The most common causes of messages not being able to be pulled are:

  1. The subscriber client already received the messages and "forgot" about them, perhaps due to an exception being thrown and not handled. In this case, the message will continue to be leased by the client until the deadline passes. The client libraries all extend the lease automatically until the maxExtension time is reached. If these are messages that are always forgotten, then it could be that they are redelivered to the subscriber and forgotten again, resulting in them not being pullable via the gcloud command-line tool or UI.
  2. There could be a rogue subscriber. It could be that another subscriber is running somewhere for the same subscription and is "stealing" these messages.
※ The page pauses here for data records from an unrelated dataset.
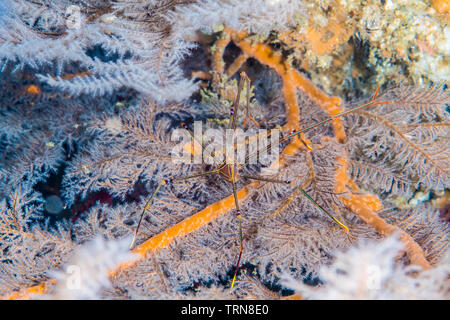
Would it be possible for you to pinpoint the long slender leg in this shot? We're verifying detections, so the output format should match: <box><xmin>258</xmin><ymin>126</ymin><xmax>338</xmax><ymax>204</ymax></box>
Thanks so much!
<box><xmin>230</xmin><ymin>162</ymin><xmax>244</xmax><ymax>290</ymax></box>
<box><xmin>296</xmin><ymin>186</ymin><xmax>349</xmax><ymax>232</ymax></box>
<box><xmin>228</xmin><ymin>72</ymin><xmax>246</xmax><ymax>129</ymax></box>
<box><xmin>242</xmin><ymin>72</ymin><xmax>260</xmax><ymax>128</ymax></box>
<box><xmin>130</xmin><ymin>170</ymin><xmax>217</xmax><ymax>249</ymax></box>
<box><xmin>240</xmin><ymin>174</ymin><xmax>349</xmax><ymax>232</ymax></box>
<box><xmin>239</xmin><ymin>174</ymin><xmax>291</xmax><ymax>184</ymax></box>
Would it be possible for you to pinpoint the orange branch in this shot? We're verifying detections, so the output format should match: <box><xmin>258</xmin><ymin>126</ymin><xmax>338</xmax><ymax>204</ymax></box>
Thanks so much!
<box><xmin>336</xmin><ymin>158</ymin><xmax>431</xmax><ymax>269</ymax></box>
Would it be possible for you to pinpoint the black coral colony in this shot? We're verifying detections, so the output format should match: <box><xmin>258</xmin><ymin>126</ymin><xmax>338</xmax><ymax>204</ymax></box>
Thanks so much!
<box><xmin>0</xmin><ymin>0</ymin><xmax>450</xmax><ymax>299</ymax></box>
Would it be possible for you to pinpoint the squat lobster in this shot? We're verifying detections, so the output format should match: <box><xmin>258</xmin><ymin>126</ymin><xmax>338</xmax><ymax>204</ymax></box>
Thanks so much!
<box><xmin>130</xmin><ymin>72</ymin><xmax>387</xmax><ymax>289</ymax></box>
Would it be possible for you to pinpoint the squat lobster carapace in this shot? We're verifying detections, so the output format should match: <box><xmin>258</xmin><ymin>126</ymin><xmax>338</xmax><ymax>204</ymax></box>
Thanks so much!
<box><xmin>130</xmin><ymin>72</ymin><xmax>386</xmax><ymax>289</ymax></box>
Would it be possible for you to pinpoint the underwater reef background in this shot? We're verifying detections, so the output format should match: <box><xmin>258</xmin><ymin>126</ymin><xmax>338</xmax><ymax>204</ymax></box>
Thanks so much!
<box><xmin>0</xmin><ymin>0</ymin><xmax>450</xmax><ymax>299</ymax></box>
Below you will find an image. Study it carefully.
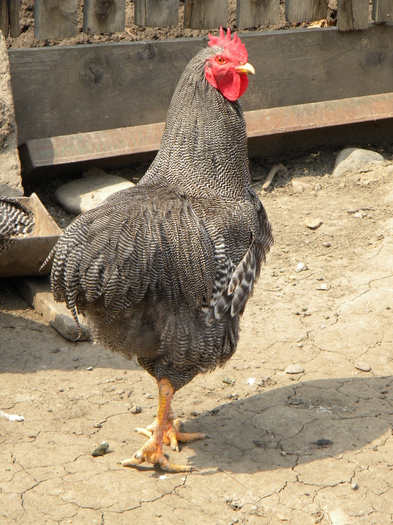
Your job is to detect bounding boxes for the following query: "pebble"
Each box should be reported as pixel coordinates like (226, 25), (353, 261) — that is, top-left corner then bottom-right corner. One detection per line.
(316, 283), (330, 291)
(91, 441), (109, 458)
(333, 148), (385, 177)
(304, 217), (322, 230)
(355, 361), (371, 372)
(296, 263), (308, 273)
(55, 168), (135, 215)
(285, 365), (304, 374)
(130, 405), (142, 414)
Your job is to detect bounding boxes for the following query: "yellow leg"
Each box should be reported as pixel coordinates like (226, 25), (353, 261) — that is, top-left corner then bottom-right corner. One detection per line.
(122, 378), (205, 472)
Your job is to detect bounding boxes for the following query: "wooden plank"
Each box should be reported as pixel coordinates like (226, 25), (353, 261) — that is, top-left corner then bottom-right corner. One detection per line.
(236, 0), (280, 29)
(21, 93), (393, 173)
(337, 0), (369, 31)
(8, 24), (393, 143)
(34, 0), (78, 40)
(372, 0), (393, 24)
(0, 0), (9, 38)
(83, 0), (126, 33)
(184, 0), (228, 29)
(9, 0), (20, 38)
(285, 0), (327, 24)
(135, 0), (179, 27)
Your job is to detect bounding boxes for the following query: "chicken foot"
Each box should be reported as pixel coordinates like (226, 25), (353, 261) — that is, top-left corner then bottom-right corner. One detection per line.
(121, 378), (206, 472)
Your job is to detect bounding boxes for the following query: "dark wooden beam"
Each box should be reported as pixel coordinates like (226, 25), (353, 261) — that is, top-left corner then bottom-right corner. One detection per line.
(9, 24), (393, 143)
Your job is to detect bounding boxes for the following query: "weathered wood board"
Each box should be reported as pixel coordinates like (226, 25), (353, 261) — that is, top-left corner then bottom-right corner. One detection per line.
(372, 0), (393, 24)
(285, 0), (327, 24)
(9, 24), (393, 144)
(0, 0), (9, 38)
(184, 0), (228, 29)
(83, 0), (126, 33)
(10, 0), (20, 38)
(34, 0), (78, 40)
(134, 0), (179, 27)
(337, 0), (369, 31)
(236, 0), (280, 29)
Sometimes this can be a test job or something that was used early on to see if the subscription works as expected and wasn't turned down.
  3. You could be falling into the case of a large backlog of small messages. This should be fixed in more recent versions of the client library (v2.3.0 of the Node client has the fix).
  4. The gcloud pubsub subscription pull command and UI are not guaranteed to return messages, even if there are some available to pull. Sometimes, rerunning the command multiple times in quick succession helps to pull messages.

The fact that you see expired ack deadlines likely points to 1, 2, or 3, so it is worth checking for those things. Otherwise, you should open a support case so the engineers can look more specifically at the backlog and determine where the messages are.